Seattle’s game losing play in the 2015 Super Bowl was universally panned as a dumb call. It probably was, but what’s amazing is not that they tried the pass, but that so many obsess over it even to today. Mention it to any Seattle fan and watch their head explode. What’s even more amazing is that so many fret over such an irrelevant matter. After all, it’s just a game, and life is filled with many problems and issues that are far more important. But in the eyes of many the Super Bowl has become the most important event of the year, possibly of life itself.

Well thinking about that mistake brings us to the story of another error, a genuinely colossal, life impacting one, when Eli’s sons brought the ark to battle. It was bad enough to lose the battle, and the soldiers, and the Ark but there was a greater consequence that’s hinted at by a simple comment – “all Israel lamented after Jehovah” (1 Samuel 7:1-2).
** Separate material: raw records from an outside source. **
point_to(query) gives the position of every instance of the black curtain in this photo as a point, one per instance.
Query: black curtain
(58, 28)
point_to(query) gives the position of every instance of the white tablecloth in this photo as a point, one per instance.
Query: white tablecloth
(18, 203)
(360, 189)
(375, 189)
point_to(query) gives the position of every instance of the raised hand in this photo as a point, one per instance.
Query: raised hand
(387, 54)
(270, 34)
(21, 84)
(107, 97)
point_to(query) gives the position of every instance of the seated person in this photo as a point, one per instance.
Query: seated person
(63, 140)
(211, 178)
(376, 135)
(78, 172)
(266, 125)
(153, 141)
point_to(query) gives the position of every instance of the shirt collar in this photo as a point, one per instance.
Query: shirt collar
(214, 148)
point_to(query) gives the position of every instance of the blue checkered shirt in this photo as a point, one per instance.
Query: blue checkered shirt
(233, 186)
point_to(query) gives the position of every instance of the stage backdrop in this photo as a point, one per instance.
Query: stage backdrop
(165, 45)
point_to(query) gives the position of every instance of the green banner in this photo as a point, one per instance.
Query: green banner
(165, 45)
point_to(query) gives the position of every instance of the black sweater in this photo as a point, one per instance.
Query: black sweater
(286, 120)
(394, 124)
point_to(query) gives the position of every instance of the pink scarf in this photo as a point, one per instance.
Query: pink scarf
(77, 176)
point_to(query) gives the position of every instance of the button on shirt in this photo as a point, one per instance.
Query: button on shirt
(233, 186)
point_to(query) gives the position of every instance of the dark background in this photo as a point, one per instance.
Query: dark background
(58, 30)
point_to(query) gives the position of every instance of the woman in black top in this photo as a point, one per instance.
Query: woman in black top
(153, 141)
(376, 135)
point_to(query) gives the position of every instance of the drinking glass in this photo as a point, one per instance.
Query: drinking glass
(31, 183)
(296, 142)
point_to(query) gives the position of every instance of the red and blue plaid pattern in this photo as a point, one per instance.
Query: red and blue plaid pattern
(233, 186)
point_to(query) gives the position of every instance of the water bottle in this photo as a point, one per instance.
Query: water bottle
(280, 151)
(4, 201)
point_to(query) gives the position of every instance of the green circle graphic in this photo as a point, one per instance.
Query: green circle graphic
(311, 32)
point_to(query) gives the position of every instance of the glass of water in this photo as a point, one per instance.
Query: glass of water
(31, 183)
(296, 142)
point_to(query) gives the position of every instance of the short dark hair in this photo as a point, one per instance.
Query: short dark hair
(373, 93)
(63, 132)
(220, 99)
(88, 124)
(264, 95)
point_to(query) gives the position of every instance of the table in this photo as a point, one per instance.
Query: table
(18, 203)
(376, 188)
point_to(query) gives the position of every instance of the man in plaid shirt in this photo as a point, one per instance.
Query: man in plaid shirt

It’s difficult to get the full meaning of the somewhat cryptic text, but it appears that Hophni and Phinehas had so demeaned the worship of Jehovah by their sin that when The Ark was taken the tabernacle was removed and the Philistines came and destroyed Shiloh, where Israel had worshiped God for 300 years. Jeremiah told Judah that God was about to destroy the city of Jerusalem and the temple itself just like he destroyed the city of Shiloh hundreds of years earlier. He told them to go and see what God did to Shiloh “because of the wickedness of my people Israel” (Jeremiah 7:12). And because of their sin and rebellion God said he was going to do to their temple “as I did to Shiloh” (Jeremiah 7:13-14). This helps explain why the folk who finally got the Ark back never reunited it with the Tabernacle.

The text goes on to tell us that for 20 years (1 Samuel 7:2) Yahweh's worship languished. Finally God had Samuel call for a return to worshiping God, and God alone (1 Samuel 7:3-4). But how does that relate to Seattle and Christians today? I'm glad you asked.

See, Seattle came back the next season to try again. And they kept on coming back. What about us today during our coronavirus separation? Are we trying to come back together with our brethren? Do we lament the loss of connectivity among our brethren because of the quarantine with broken hearts, with the same pain of the Seattle fans who lament the loss of a game? We do if we're serious about worshiping God with our brethren. If we're not careful we could end up with a 20 year drought like Israel.